Validate that TensorFlow is indeed running in your Dockerfile
$ python
import tensorflow as tf
sess = tf.Session(config=tf.ConfigProto(log_device_placement=True))
2019-02-23 07:34:14.592926: I
tensorflow/core/platform/cpu_feature_guard.cc:141] Your CPU supports
instructions that this TensorFlow binary was not compiled to use: AVX2 FMA
2019-02-23 07:34:17.452780: I
tensorflow/stream_executor/cuda/cuda_gpu_executor.cc:964] successful NUMA
node read from SysFS had negative value (-1), but there must be at least
one NUMA node, so returning NUMA node zero
2019-02-23 07:34:17.453267: I
tensorflow/core/common_runtime/gpu/gpu_device.cc:1432] Found device 0 with
properties:
name: Tesla K80 major: 3 minor: 7 memoryClockRate(GHz): 0.8235
pciBusID: 0000:00:1e.0
totalMemory: 11.17GiB freeMemory: 11.10GiB
2019-02-23 07:34:17.453306: I
tensorflow/core/common_runtime/gpu/gpu_device.cc:1511] Adding visible gpu
devices: 0
2019-02-23 07:34:17.772969: I
tensorflow/core/common_runtime/gpu/gpu_device.cc:982] Device interconnect
StreamExecutor with strength 1 edge matrix:
2019-02-23 07:34:17.773032: I
tensorflow/core/common_runtime/gpu/gpu_device.cc:988] 0
2019-02-23 07:34:17.773054: I
tensorflow/core/common_runtime/gpu/gpu_device.cc:1001] 0: N
2019-02-23 07:34:17.773403: I
tensorflow/core/common_runtime/gpu/gpu_device.cc:1115] Created TensorFlow
device (/job:localhost/replica:0/task:0/device:GPU:0 with 10757 MB memory)

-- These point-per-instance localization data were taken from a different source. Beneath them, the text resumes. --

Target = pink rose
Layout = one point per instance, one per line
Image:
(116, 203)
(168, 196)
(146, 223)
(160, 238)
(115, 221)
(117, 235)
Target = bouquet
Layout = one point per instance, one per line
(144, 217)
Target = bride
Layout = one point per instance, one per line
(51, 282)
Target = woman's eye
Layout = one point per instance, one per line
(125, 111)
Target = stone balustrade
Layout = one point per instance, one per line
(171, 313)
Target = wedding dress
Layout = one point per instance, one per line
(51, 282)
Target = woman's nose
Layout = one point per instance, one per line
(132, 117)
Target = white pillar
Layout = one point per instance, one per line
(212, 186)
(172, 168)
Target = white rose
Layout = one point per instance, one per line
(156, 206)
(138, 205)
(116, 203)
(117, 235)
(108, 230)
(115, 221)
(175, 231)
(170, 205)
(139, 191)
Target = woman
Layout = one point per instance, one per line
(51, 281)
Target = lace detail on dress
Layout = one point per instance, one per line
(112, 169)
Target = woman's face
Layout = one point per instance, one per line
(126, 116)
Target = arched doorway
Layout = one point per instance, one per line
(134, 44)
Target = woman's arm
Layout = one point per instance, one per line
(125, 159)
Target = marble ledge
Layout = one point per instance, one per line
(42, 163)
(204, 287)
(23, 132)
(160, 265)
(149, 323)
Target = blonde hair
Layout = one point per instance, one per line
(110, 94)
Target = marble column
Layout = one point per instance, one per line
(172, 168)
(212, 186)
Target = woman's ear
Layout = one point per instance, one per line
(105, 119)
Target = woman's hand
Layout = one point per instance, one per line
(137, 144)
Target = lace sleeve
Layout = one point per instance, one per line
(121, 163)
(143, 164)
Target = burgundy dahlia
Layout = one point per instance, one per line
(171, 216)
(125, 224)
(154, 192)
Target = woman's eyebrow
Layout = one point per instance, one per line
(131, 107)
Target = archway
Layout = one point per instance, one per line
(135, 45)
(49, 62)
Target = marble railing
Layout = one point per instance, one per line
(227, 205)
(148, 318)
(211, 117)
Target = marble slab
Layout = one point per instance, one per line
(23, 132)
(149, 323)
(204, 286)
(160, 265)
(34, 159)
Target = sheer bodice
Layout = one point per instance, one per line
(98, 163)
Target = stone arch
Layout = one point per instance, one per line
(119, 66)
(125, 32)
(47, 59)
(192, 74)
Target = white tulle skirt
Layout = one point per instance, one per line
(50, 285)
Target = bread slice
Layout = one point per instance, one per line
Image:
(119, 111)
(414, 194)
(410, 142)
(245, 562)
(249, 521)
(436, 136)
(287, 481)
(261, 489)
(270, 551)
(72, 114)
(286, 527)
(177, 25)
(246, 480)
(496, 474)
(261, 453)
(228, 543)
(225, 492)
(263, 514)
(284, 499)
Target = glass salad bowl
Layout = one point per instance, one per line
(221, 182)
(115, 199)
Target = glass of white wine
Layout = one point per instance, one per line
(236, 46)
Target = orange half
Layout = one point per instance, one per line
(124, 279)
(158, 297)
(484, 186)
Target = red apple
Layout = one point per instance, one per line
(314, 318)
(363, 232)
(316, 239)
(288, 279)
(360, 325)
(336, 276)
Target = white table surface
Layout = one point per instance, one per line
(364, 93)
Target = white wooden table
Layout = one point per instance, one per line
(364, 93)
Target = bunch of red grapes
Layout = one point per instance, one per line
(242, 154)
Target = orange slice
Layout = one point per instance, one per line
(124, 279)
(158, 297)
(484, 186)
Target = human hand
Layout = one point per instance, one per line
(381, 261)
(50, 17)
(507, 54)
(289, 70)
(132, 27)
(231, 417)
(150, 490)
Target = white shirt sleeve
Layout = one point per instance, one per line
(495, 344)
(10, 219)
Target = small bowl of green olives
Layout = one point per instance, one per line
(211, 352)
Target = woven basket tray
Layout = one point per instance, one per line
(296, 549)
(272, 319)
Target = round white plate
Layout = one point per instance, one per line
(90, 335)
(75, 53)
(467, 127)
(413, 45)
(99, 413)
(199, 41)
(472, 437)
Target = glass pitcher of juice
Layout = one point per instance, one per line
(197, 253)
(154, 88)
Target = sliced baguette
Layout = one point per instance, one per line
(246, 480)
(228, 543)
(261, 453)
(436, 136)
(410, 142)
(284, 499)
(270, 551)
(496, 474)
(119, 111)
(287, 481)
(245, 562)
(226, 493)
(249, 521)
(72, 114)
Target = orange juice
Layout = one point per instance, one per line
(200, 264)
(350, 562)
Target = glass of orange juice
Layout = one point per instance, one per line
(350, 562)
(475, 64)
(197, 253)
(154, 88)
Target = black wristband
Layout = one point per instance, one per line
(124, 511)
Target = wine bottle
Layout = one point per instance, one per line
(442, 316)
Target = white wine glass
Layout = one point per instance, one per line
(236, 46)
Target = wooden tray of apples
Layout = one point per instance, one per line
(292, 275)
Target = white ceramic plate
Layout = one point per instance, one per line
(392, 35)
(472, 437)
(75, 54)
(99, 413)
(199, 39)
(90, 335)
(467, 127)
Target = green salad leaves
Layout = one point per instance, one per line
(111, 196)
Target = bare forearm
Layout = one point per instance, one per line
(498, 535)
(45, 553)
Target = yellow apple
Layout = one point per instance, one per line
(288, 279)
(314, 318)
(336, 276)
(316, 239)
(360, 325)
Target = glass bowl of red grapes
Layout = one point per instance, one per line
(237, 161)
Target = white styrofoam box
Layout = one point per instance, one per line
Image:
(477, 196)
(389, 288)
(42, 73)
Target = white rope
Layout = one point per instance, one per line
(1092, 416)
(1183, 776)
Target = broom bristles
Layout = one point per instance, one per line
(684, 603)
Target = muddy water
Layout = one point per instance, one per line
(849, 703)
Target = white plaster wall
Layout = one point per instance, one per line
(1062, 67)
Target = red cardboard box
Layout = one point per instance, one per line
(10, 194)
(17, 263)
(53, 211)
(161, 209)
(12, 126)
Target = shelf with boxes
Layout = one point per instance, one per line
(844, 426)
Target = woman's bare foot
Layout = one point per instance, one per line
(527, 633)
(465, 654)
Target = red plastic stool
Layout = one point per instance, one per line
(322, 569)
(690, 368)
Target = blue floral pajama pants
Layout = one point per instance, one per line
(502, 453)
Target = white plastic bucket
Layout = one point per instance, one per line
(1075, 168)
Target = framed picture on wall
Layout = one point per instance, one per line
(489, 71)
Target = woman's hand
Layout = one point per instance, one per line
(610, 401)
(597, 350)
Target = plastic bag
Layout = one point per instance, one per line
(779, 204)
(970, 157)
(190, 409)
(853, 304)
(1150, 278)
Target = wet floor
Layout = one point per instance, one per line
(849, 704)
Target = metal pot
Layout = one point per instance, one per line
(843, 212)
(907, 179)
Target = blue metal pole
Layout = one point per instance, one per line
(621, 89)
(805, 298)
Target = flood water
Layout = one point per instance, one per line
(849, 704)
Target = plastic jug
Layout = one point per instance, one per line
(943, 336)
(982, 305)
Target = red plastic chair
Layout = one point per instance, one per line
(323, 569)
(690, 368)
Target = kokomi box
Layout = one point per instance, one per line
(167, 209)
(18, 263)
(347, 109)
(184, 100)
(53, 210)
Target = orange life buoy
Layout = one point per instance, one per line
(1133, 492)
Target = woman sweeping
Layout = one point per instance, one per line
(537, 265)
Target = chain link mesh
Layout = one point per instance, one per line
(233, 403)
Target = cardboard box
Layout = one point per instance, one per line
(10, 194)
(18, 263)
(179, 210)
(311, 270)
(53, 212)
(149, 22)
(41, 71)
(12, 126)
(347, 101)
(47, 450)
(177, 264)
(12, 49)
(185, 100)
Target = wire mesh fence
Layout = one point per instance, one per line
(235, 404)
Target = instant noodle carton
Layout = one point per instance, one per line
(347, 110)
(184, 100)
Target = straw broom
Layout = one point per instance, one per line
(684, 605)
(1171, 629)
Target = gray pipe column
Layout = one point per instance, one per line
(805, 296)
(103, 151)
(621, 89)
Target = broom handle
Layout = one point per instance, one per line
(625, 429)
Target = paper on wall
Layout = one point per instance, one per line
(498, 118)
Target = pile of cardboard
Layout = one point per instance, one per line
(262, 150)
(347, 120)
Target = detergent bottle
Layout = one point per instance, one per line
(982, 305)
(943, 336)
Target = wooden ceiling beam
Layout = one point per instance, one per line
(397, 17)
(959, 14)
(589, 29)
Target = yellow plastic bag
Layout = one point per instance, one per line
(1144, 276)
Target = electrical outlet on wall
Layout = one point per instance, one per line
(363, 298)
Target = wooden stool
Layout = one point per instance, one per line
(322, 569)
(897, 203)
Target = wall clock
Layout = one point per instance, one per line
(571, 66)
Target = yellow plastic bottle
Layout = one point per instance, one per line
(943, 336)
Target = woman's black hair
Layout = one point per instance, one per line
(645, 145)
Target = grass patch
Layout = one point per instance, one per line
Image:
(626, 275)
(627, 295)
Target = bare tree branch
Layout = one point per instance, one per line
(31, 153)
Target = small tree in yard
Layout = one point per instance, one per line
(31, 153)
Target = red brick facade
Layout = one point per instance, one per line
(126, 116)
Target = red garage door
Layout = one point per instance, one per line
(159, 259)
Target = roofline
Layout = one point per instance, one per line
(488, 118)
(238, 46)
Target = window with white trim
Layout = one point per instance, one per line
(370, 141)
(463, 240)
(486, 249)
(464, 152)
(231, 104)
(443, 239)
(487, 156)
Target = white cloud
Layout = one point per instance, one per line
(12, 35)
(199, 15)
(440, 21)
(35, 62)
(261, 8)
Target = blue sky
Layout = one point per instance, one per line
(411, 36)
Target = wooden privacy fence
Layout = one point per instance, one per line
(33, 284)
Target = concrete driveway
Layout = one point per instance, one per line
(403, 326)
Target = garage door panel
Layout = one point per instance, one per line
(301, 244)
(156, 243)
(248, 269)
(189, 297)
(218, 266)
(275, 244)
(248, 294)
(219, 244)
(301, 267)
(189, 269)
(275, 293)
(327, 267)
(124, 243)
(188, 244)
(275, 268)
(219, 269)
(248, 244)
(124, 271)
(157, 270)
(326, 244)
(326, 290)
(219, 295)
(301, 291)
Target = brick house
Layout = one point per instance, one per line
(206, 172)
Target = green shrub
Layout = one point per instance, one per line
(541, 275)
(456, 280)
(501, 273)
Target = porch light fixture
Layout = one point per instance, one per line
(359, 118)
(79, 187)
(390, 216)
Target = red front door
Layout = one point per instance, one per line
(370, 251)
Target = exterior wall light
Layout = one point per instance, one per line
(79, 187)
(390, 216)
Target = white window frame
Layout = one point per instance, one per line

-> physical GPU (device: 0, name: Tesla K80, pci bus id: 0000:00:1e.0,
compute capability: 3.7)
Device mapping:
/job:localhost/replica:0/task:0/device:XLA_CPU:0 -> device: XLA_CPU device
/job:localhost/replica:0/task:0/device:XLA_GPU:0 -> device: XLA_GPU device
/job:localhost/replica:0/task:0/device:GPU:0 -> device: 0, name: Tesla K80,
pci bus id: 0000:00:1e.0, compute capability: 3.7
2019-02-23 07:34:17.774289: I
tensorflow/core/common_runtime/direct_session.cc:307] Device mapping:
/job:localhost/replica:0/task:0/device:XLA_CPU:0 -> device: XLA_CPU device
/job:localhost/replica:0/task:0/device:XLA_GPU:0 -> device: XLA_GPU device
/job:localhost/replica:0/task:0/device:GPU:0 -> device: 0, name: Tesla K80,
pci bus id: 0000:00:1e.0, compute capability: 3.7
Congrats! Your new TensorFlow environment is set up and ready to start training, testing and deploying your deep learning models!